Personal information
- Full name: Claudio Martín Cabrera
- Date of birth: 20 November 1963 (age 62)
- Place of birth: Buenos Aires, Argentina
- Height: 1.91 m (6 ft 3 in)
- Position: Midfielder

Team information
- Current team: Huracán (reserve manager)

Youth career
- River Plate

Senior career*
- Years: Team / Apps / (Gls)
- 1982–1983: River Plate / 24 / (1)
- 1984–1986: Huracán / 59 / (7)
- 1987–1990: Vélez Sarsfield / 75 / (4)
- 1990–1991: Argentinos Juniors / 24 / (3)
- 1991–1992: Boca Juniors / 7 / (0)
- Almagro
- 1996–1997: Arsenal de Sarandí / 2 / (0)

International career
- 1988–1989: Argentina / 5 / (0)

Managerial career
- 2022–: Huracán (reserves)
- 2022: Huracán (interim)
- 2023: Huracán (interim)

= Claudio Cabrera =

Argentine footballer

Claudio Martín Cabrera (born 20 November 1963) is an Argentine football coach and former player who played as a midfielder. He is the current manager of Huracán's reserve side.

==Playing career==
A River Plate youth graduate, Cabrera impressed during his spell at Huracán, and subsequently represented Vélez Sarsfield, Argentinos Juniors and Boca Juniors before being marred by knee injuries. He subsequently played for Almagro and retired with Arsenal de Sarandí.

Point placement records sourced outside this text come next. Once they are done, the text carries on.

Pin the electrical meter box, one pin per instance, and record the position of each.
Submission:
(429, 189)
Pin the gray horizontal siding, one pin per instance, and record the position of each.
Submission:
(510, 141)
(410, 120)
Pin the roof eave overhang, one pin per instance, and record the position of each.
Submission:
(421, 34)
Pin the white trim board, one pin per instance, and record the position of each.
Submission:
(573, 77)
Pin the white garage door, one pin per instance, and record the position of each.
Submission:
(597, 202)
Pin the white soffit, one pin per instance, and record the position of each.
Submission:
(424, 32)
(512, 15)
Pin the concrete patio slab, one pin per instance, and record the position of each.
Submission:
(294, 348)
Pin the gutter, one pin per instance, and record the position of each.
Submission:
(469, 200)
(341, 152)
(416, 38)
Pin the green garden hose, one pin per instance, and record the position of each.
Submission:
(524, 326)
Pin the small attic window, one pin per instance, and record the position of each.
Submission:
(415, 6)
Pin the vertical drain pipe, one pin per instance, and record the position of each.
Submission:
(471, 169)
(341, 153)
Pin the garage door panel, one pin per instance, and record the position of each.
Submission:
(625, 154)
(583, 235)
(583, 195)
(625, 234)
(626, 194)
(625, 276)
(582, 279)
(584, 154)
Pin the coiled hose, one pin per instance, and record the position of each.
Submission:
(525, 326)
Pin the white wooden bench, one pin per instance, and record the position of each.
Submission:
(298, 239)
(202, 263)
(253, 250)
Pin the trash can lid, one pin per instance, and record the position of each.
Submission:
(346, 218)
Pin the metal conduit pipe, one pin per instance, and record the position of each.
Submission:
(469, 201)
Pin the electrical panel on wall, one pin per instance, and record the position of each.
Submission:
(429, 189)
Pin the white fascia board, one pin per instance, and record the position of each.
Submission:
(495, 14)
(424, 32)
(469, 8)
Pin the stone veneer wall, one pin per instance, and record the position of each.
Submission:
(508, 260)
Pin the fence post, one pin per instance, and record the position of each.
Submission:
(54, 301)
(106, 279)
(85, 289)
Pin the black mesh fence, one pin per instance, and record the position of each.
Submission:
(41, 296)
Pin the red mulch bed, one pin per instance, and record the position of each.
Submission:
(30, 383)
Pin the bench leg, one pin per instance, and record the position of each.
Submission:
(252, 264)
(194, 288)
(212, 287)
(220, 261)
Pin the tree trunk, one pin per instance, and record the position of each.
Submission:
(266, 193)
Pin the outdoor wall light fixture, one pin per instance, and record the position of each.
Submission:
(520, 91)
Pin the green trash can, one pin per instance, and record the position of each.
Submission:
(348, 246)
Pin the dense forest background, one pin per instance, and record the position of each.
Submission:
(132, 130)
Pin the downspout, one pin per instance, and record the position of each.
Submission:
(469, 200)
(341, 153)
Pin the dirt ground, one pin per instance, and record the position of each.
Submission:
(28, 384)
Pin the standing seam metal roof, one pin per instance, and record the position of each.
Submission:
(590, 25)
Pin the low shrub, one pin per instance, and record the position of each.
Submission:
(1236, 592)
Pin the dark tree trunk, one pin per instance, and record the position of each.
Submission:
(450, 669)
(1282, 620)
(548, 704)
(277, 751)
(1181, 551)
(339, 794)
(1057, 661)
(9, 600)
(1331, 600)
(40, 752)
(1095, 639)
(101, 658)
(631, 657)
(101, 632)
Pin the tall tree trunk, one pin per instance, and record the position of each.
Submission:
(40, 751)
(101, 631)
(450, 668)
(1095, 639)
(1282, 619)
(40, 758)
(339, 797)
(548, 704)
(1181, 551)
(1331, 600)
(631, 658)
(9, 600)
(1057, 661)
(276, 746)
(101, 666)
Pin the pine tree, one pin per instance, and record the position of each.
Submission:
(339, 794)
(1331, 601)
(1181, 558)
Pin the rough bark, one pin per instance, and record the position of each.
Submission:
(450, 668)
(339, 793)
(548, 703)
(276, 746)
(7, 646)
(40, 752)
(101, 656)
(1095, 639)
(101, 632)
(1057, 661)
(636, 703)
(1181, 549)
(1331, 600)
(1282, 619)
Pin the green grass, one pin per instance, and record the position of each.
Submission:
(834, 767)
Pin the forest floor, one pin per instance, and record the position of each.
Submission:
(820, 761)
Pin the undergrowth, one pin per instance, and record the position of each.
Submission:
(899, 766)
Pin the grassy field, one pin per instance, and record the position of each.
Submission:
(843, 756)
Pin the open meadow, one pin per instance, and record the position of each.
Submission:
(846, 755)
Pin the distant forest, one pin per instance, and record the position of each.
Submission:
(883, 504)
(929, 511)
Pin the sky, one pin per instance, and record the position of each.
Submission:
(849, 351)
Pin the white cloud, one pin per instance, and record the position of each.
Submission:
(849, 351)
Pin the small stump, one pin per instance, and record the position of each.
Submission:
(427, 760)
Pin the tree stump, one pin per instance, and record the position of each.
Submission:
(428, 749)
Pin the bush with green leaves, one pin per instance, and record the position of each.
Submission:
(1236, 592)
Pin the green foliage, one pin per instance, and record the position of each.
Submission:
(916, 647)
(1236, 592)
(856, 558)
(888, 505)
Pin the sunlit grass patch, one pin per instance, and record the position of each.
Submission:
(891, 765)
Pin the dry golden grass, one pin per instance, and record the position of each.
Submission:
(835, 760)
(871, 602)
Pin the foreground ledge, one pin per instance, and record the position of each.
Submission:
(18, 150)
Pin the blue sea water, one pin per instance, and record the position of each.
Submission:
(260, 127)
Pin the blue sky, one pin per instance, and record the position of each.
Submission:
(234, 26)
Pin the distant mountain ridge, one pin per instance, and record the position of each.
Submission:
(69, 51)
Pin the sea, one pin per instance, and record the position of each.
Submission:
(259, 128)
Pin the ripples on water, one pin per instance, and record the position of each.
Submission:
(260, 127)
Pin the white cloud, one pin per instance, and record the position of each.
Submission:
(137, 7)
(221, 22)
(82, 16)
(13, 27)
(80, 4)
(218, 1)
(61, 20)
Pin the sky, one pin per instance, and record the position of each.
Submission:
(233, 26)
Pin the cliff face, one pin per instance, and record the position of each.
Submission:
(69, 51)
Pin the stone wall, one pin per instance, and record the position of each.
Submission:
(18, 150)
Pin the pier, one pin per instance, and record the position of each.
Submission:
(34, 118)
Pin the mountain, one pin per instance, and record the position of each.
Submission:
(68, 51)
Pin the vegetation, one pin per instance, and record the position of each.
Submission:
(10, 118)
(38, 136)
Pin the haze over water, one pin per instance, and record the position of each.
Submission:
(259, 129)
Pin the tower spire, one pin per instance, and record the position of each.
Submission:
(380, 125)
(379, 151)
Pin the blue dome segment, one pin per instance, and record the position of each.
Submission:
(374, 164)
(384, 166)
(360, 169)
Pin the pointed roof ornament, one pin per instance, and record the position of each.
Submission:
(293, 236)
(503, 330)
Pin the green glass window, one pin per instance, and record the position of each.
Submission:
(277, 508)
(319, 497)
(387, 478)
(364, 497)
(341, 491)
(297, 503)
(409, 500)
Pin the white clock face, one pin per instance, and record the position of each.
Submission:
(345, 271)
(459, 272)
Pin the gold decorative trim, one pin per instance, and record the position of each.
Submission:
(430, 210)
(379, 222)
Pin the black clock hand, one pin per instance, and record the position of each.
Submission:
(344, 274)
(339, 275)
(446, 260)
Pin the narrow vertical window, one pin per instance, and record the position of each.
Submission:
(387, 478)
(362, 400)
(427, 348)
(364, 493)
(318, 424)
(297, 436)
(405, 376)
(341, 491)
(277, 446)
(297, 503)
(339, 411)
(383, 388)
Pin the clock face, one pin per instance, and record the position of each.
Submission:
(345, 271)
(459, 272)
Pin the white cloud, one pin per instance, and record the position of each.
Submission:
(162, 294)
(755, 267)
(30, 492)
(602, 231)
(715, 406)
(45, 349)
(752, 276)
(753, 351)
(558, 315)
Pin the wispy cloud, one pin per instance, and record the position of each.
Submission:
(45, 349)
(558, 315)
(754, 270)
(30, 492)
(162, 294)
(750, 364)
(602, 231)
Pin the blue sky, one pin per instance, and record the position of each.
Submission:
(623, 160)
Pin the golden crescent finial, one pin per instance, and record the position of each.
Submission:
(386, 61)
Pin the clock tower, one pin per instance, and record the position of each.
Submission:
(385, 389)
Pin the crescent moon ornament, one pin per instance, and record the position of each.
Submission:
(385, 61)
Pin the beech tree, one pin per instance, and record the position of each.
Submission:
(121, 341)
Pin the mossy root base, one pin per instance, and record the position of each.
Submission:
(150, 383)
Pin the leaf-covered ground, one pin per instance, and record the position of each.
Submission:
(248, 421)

At international level, Cabrera competed in the men's tournament at the 1988 Summer Olympics, and also played five times for the Argentina national team between 1988 and 1989.

==Coaching career==
In January 2022, Cabrera became a manager of Huracán's reserve side. On 16 May of that year, he became an interim manager of the first team after Frank Darío Kudelka resigned.